In this clip, George Nickel discusses how he got into social work.Nickel then became statewide Director of Social Services for the newly created California State Relief Administration, working closely with its director, Charles Schottland. During WWII, Nickel carried on a placement service, nationally and in California, for children in Europe displaced by the war. As the war drew to a close, he persuaded the California legislature to retain the child care programs that had been established under the wartime Lanham Act and that were abandoned in every other state, thus creating in California a strong nucleus for day care and after-school care for children of working mothers.
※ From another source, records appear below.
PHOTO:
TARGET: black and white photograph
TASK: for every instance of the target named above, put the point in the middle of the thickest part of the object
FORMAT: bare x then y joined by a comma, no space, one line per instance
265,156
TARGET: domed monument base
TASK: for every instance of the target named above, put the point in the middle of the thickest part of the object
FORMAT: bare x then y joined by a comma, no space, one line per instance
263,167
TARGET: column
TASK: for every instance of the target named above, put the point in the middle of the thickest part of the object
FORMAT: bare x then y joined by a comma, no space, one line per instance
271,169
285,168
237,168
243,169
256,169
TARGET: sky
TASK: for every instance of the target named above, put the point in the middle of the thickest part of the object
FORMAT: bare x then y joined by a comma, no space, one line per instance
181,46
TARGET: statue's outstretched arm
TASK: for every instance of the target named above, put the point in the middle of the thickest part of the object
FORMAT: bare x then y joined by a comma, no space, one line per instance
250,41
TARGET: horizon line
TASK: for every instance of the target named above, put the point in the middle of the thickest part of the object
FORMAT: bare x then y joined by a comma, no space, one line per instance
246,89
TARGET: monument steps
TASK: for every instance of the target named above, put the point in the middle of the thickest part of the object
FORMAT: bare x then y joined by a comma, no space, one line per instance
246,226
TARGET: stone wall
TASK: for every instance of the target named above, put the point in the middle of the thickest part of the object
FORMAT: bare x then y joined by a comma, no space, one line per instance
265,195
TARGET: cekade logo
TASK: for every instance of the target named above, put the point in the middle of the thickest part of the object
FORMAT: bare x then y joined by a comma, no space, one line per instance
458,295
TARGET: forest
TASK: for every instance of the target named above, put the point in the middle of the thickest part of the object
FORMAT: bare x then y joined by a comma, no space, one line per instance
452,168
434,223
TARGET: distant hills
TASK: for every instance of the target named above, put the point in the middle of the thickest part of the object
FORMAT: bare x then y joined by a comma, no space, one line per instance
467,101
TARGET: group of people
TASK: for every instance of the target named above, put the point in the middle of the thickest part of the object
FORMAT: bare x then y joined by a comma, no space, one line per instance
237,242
He was the prime founder of the movement to create Consumer Credit Counseling Services, the first established in San Diego and Los Angeles. He was instrumental in the passage of the first legislation to create licensing for California social workers. He was a valuable ally in the passage of mental health legislation in the 1950s, and worked on a variety of key public commissions, agency boards and professional associations, local as well as national.
Frances Lomas Feldman was Distinguished Professor Emerita of Social Work at the University of Southern California, where she taught social welfare history, policy, and administration for 35 years after fifteen years in public and private social agencies as caseworker, administrator, researcher and consultant. Even after retirement, she remained active in university and community affairs, engaged in research, and continued to write. Her name is legend in southern California social work circles. She represents the best in the social work profession and, because of her enormous contribution to the field, was among the first to be nominated as a living inductee into the Social Work Hall of Distinction.One of her early seminal research interests was the psychological and social meanings of money and work in family life; it led to several research and demonstration projects, the founding of the non-profit consumer credit counseling movement and the innovation of pioneering programs in industrial social work. She chaired the Child Welfare Division of the Los Angeles Welfare Planning Council that was instrumental in the passage of the important 1950 legislation. She served as academic consultant to the McCone Commission on the 1965 Watts Riots in Los Angeles, and the supplemental report she authored contributed to some health and welfare policy changes. She took special pride in an extensive demonstration-research project conducted in rural Alaska in the late 1960s that had important effects on Eskimo village life. Her research on the workplace and cancer health histories has been much cited in later psycho-social research in the arena of cancer.
A deep interest in history and human services led to her work with the CSWA and a continuing interest in the preservation of records that reflect the social programs that flourished in southern California during its history. As part of an institutional study of the City of Los Angeles from its birth as an American city, she documented and wrote Human Services in the City of Angels for which she received the 2004 Wheat Award from the Southern California Historical Society.